The specialized centers are:

Accelerated Technologies Center for Gene to 3D Structure (led by Lance Stewart, of deCODE biostructures, Bainbridge Island, WA);

Center for Eukaryotic Structural Genomics (led by John Markley, of the University of Wisconsin-Madison);

Center for High-Throughput Structural Biology (led by George DeTitta, of Hauptman-Woodward Medical Research Institute, Buffalo, NY);

Center for Structures of Membrane Proteins (led by Robert Stroud, of the University of California, San Francisco, CA);

Integrated Center for Structure and Function Innovation (led by Thomas Terwilliger, of Los Alamos National Laboratory, NM);

New York Consortium on Membrane Protein Structure (led by Wayne Hendrickson, of New York Structural Biology Center, NY).

3. Australian synchrotron signs up collaborations agreements with the BSRF, ESRF, SPring-8 and APS

The Australian Minister for Innovation, John Brumby, has been busy internationalizing the Australian synchrotron radiation effort.

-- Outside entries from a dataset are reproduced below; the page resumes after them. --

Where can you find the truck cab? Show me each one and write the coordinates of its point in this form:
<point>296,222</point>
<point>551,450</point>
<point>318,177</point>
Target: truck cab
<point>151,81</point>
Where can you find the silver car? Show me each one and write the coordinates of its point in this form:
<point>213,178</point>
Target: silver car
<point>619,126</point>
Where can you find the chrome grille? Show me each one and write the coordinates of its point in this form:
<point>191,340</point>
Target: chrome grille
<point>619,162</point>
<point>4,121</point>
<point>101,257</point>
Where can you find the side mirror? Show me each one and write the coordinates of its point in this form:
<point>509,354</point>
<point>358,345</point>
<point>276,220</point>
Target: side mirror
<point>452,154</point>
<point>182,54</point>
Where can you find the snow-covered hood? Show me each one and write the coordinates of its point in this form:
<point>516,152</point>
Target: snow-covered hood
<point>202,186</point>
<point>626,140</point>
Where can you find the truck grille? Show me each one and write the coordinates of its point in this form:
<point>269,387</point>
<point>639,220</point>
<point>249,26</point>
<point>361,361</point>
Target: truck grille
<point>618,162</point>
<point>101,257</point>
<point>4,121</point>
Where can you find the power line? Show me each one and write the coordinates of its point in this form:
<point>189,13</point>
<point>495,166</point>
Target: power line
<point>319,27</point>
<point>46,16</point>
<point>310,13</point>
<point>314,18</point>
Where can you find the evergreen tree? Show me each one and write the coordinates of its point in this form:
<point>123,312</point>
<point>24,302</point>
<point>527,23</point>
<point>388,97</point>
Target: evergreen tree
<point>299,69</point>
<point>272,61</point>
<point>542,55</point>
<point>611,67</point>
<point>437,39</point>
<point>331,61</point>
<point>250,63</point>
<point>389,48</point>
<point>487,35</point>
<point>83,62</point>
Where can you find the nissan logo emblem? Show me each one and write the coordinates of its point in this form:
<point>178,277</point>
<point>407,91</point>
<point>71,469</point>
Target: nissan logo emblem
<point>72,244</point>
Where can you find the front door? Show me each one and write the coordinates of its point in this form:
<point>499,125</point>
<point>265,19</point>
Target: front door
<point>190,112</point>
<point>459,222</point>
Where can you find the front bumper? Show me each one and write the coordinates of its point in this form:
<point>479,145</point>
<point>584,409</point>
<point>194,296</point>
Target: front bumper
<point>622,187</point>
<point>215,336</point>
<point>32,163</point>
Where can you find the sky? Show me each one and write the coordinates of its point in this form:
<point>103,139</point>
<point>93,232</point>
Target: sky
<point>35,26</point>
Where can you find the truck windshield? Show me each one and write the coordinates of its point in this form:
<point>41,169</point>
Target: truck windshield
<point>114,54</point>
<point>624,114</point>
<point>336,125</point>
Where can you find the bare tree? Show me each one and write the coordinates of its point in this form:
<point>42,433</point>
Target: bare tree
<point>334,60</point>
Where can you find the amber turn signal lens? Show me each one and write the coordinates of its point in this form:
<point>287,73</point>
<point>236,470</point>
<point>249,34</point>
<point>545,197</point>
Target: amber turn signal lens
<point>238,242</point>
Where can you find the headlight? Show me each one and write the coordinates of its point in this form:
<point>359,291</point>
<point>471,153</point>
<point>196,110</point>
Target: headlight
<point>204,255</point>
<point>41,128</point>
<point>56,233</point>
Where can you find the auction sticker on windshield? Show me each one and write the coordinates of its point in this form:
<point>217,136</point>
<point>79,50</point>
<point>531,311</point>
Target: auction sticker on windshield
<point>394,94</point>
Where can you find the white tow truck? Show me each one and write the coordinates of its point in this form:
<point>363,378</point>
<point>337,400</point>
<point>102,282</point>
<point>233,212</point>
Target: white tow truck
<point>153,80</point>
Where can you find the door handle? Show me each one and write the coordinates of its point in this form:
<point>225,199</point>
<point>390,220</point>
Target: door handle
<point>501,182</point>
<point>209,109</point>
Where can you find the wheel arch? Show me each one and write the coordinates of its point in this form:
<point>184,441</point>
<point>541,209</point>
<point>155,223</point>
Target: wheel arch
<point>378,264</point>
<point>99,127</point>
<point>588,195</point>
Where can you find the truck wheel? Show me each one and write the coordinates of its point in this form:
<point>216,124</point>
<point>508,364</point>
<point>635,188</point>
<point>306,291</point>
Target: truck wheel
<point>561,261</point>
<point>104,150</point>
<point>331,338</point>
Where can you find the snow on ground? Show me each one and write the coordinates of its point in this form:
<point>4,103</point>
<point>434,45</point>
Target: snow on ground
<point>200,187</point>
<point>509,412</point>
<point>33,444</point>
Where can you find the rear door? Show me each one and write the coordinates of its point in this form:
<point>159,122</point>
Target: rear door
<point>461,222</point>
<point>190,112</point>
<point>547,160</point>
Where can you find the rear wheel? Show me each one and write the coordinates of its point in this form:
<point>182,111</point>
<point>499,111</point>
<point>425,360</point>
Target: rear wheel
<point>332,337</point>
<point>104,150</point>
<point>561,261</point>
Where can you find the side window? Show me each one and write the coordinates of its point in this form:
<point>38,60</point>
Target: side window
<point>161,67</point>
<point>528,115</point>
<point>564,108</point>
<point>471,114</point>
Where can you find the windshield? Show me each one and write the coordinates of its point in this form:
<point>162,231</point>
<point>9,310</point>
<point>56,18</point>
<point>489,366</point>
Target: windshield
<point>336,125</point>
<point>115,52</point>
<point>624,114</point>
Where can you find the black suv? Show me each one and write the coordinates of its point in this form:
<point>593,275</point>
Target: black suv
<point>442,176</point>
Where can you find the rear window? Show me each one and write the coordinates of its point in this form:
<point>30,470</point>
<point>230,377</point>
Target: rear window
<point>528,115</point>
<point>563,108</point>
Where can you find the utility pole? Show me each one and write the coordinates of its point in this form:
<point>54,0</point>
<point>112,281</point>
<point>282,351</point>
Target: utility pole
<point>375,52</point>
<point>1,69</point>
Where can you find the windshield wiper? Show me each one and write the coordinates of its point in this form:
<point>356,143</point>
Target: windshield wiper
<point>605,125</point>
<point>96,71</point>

On 12 July, he announced the signing up of a new partnership with China's Beijing Synchrotron Radiation Facility (BSRF). A week earlier, a Memorandum of Understanding (MOU) was signed with the European Synchrotron Radiation Facility (ESRF), and in early June he signed an agreement with the world's largest synchrotron facility, SPring-8. The latest agreement has come with the signing of a MOU with the Advanced Photon Source (APS) in Chicago, USA.

This outreach is commendable and will provide easy access to experiences of existing synchrotron light sources. It should also foster international collaboration and encourage the development of new experimental technology, such as new-generation detectors [J. Synchrotron Rad. (2005). 12, 254–255 ], to improve synchrotron research techniques.

Thus, on signing the agreement with Beijing, the Australian Minister said that `the Beijing Synchrotron Radiation Facility is a mature synchrotron with a strong track record in delivering science excellence and innovation'. He added, `Australian researchers will gain access to Chinese experience and expertise, and China will gain access to exciting developments at the Australian synchrotron. This agreement will allow scientists to move freely between the two facilities, exchanging ideas and developing new experimental techniques and technology.' Likewise, on signing a MOU on scientific collaboration with the APS, America's largest and most powerful synchrotron, he said, `I am delighted APS and the Australian synchrotron have signed a pact to exchange ideas and explore new experimental technology for advanced materials science, life science, earth science, environmental science and industrial research'. Mr Brumby said, “This agreement means Australia now has science links with all of the world's big three synchrotron facilities”.